For instance, just this year, according to the US Attorney's Office of the Southern District of New York, Mohammad Younis and some Pakistani cohort transferred thousands of dollars in cash, hawala-style, to a guy who ultimately pled guilty to trying to blow up Times Square. Younis wasn't ever told the money was being used for that purpose: many hawala goals are evidently on a need-to-know basis. But Faisal Shahzad, the incompetent bomb detonator, got the Taliban cash last April far more easily and with far less fuss than he would have at, say, Chase.

The government's second terrorism cure: informing its citizens that Europe these days is a pretty dangerous place to visit -- in fact, some German national of Afghan origin told interrogators as much at Bagram air base -- but a place Yankee tourists should thoroughly enjoy seeing firsthand nonetheless. (Real quadruple-negative quote from Patrick Kennedy, the undersecretary of state for management: "We are not, repeat not, telling Americans not to go to Europe. We're not saying don't visit major tourist attractions.")

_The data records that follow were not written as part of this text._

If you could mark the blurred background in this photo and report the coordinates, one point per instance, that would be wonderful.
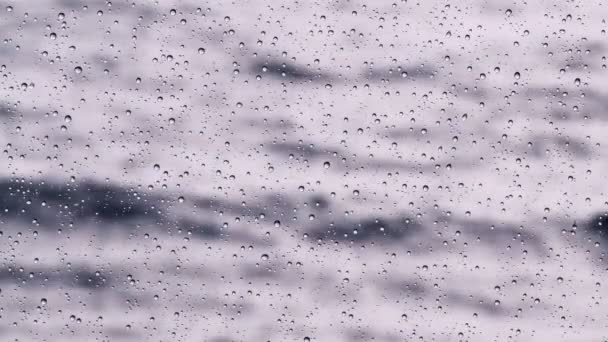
(342, 170)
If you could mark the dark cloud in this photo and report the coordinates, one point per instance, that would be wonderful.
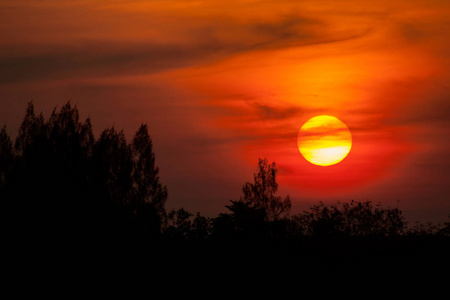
(106, 56)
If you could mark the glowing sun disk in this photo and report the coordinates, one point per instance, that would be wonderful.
(324, 140)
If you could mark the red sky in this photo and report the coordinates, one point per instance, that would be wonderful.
(221, 83)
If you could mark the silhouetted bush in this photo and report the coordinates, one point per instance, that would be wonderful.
(356, 219)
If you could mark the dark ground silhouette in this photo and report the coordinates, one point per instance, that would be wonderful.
(102, 198)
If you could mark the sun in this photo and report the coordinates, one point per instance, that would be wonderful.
(324, 140)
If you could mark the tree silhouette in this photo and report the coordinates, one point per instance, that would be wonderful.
(261, 194)
(259, 213)
(147, 187)
(58, 176)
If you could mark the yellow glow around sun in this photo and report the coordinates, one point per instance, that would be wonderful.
(324, 140)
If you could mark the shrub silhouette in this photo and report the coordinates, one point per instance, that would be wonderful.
(355, 219)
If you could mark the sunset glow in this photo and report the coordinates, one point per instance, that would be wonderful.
(349, 98)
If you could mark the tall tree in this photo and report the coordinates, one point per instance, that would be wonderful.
(147, 186)
(261, 193)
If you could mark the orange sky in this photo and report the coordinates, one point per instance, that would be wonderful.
(221, 83)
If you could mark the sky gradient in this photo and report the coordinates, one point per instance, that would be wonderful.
(222, 83)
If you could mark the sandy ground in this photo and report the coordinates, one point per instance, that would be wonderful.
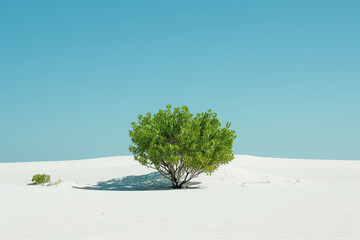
(116, 198)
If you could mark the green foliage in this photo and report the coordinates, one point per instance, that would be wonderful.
(40, 178)
(181, 145)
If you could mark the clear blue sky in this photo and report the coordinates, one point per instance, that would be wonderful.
(75, 74)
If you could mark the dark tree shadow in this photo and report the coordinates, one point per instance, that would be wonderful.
(148, 182)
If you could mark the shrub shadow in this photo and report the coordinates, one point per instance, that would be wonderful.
(147, 182)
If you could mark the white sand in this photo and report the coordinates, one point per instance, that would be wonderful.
(251, 198)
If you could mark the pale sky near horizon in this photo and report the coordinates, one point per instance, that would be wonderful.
(75, 74)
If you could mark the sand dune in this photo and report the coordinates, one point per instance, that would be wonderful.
(116, 198)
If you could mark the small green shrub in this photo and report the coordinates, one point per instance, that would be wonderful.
(40, 178)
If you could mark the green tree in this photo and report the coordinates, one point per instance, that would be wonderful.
(181, 145)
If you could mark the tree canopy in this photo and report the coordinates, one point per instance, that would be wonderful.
(181, 145)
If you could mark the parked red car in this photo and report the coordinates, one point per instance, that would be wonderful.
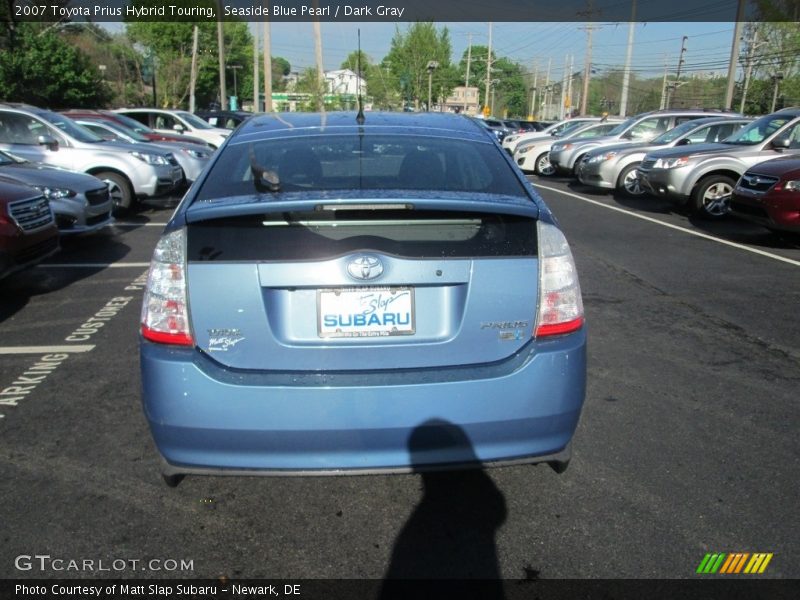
(28, 231)
(769, 194)
(143, 130)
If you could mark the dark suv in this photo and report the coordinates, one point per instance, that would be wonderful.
(28, 231)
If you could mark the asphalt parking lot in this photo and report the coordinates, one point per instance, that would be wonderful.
(687, 444)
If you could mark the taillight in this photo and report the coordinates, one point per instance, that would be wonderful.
(165, 313)
(560, 303)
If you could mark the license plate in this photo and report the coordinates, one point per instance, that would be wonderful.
(365, 312)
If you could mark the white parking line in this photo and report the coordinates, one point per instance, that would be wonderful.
(119, 265)
(712, 238)
(72, 348)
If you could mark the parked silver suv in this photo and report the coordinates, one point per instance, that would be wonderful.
(615, 166)
(130, 171)
(565, 156)
(703, 176)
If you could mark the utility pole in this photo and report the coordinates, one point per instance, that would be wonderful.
(569, 83)
(488, 70)
(563, 89)
(256, 71)
(587, 71)
(737, 32)
(466, 79)
(234, 68)
(532, 114)
(267, 63)
(318, 53)
(223, 92)
(626, 76)
(674, 86)
(544, 95)
(193, 73)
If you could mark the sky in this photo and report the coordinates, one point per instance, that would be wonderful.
(707, 49)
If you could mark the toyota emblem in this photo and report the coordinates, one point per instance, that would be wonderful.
(365, 266)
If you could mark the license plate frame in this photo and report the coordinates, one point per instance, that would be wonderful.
(368, 302)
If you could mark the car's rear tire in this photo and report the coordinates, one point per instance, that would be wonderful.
(559, 466)
(711, 196)
(542, 165)
(172, 480)
(577, 164)
(120, 190)
(628, 182)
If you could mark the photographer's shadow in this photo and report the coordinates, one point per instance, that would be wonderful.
(451, 533)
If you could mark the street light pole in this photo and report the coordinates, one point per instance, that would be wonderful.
(776, 80)
(234, 68)
(432, 66)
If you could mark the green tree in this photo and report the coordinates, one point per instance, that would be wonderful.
(409, 56)
(280, 69)
(46, 71)
(170, 43)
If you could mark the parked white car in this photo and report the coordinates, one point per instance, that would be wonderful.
(180, 121)
(511, 142)
(191, 157)
(131, 171)
(534, 155)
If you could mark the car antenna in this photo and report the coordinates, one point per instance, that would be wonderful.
(265, 180)
(360, 116)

Do four "nots" in a single quote equal "What, Me Worry?"

Apparently not.

Simultaneous explosions planned in France and Britain. Consternation in Deutschland after British intelligence overheard a conversation between two Euro nationals on the Afghanistan-Pakistan border about where to shop for the very best plastique. EU security ministers rushing to Luxembourg for a meeting this week.

Now about those 30 euros you want to send to France: don't forget to jot down your niece's social security number. The government is watching.